Although your point that the comparison with the Soviet Union is apple to oranges is valid, I would hardly say Gorbachev WANTED the USSR to collapse. If you look at the history from that period, it was Yeltsin who engineered the collapse, with Gorbachev merely signing off on it following his lame duck status after the failed KGB coup attempt.

Also, though the exact comparison itself is inaccurate, I think the author’s point still stands. America has become just as dysfunctional politically (if you consider the true state of political affairs from local to federal levels today) and our economy has also just taken a severe blow. Combined with our unnecessary wars in Iraq and Afghanistan (which are all too similar to British and Soviet occupations), we need to implement some serious reform as a nation or face harsh consequences.

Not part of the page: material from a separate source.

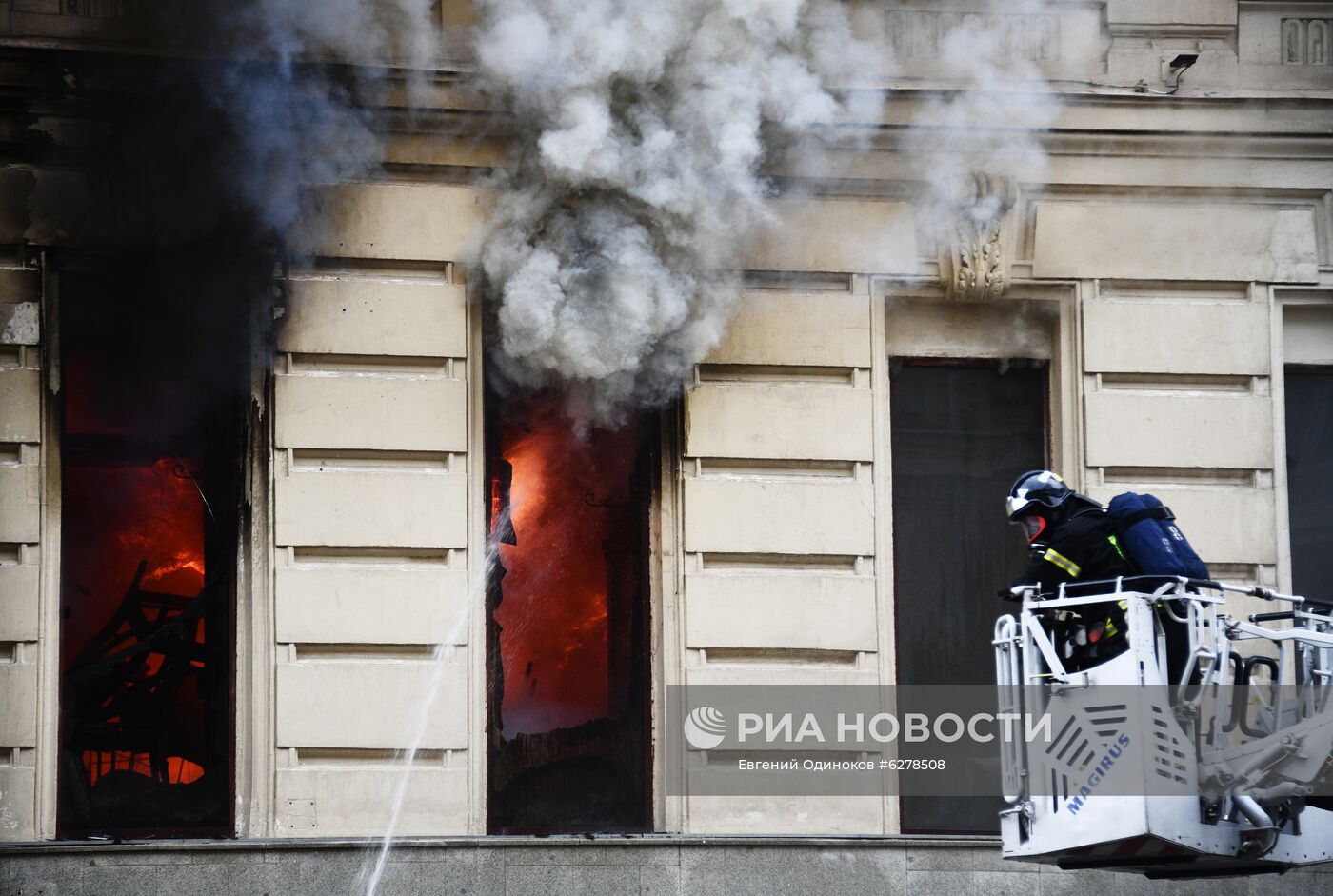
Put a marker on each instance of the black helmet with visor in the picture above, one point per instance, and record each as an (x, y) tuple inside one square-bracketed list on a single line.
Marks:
[(1033, 498)]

That article was most excellent. It was both accurate and well written. My compliments to the author. I believe the points and issued raised here are a sound warning to us all. We need to get back to our roots, so to speak, and start doing what has worked for us in the past. Else we are in for more financial trouble.

Umm, Steve ?

“The Soviet Union had a state controlled economy which ran without market forces, competition, supply and dement, property rights, there were no free markets.”

That describes China to a T. And yet they are kicking US butt. Please don’t hand me the “oh no, they are capitalists now” nonsense. I live here. One or two layers deep *everything* in China is the government.

I’m not promoting that as a model but your naive faith in the neocon economics primer is amusing.